Smith and his 14-year-old son Jaden are currently promoting their joint movie "After Earth." After the father and son duo were questioned about when Jaden was last punished, the Smith patriarch admitted that his family does not utilize punishment methods in their home.
"We don't do punishment. The way that we deal with our kids is, they are responsible for their lives," Smith told Metro New York recently. "Our concept is, as young as possible, give them as much control over their lives as possible and the concept of punishment, our experience has been- it has a little too much of a negative quality. So when they do things- and you know, Jaden, he's done things- you can do anything you want as long as you can explain to me why that was the right thing to do for your life."
While Jaden insisted that the concept worked well in their household, he spoke about having an awareness that his father kept tabs on all of his activities.
"This is what I've realized: No matter what I do or how I do it, he knows 100 percent of what's going on," the younger Smith told Metro New York. "There's no point in hiding anything because he knows. Whether he acts on it or not, he knows."
The elder Smith seemed confident about his son being a responsible individual, which he said gives the budding actor, musician and designer more freedom from his parents.
"I want him to have as much command and freedom if he is willing to accept responsibility. Those are two concepts that are inexorably bound," Smith told Metro New York. "So he's a very responsible young man so he's entitled to the maximum freedom."
The Smith matriarch seemed to echo her husband's sentiments when she previously spoke about being her childrens' partner.
"I think that old school style of 'I'm your parent and I'm greater than you' doesn't work," the 41-year-old previously told People magazine last year. "What I establish with my children is a partnership."

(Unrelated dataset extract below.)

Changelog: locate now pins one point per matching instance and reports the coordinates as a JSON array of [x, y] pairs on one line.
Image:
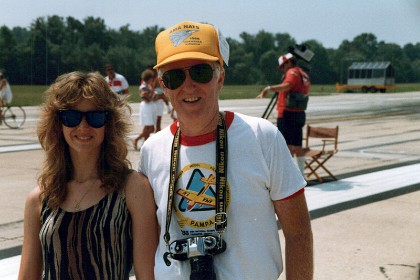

Smith told the publication that she lets her children express their individuality and emphasized how vital communication is in parenting.
"We … communicate with our kids in a way that our message overpowers any other message that they get out there," she told People last year. "We can't control what our kids learn anymore. We have to inform them and have real conversations … and [create] that foundation of them feeling assured in themselves."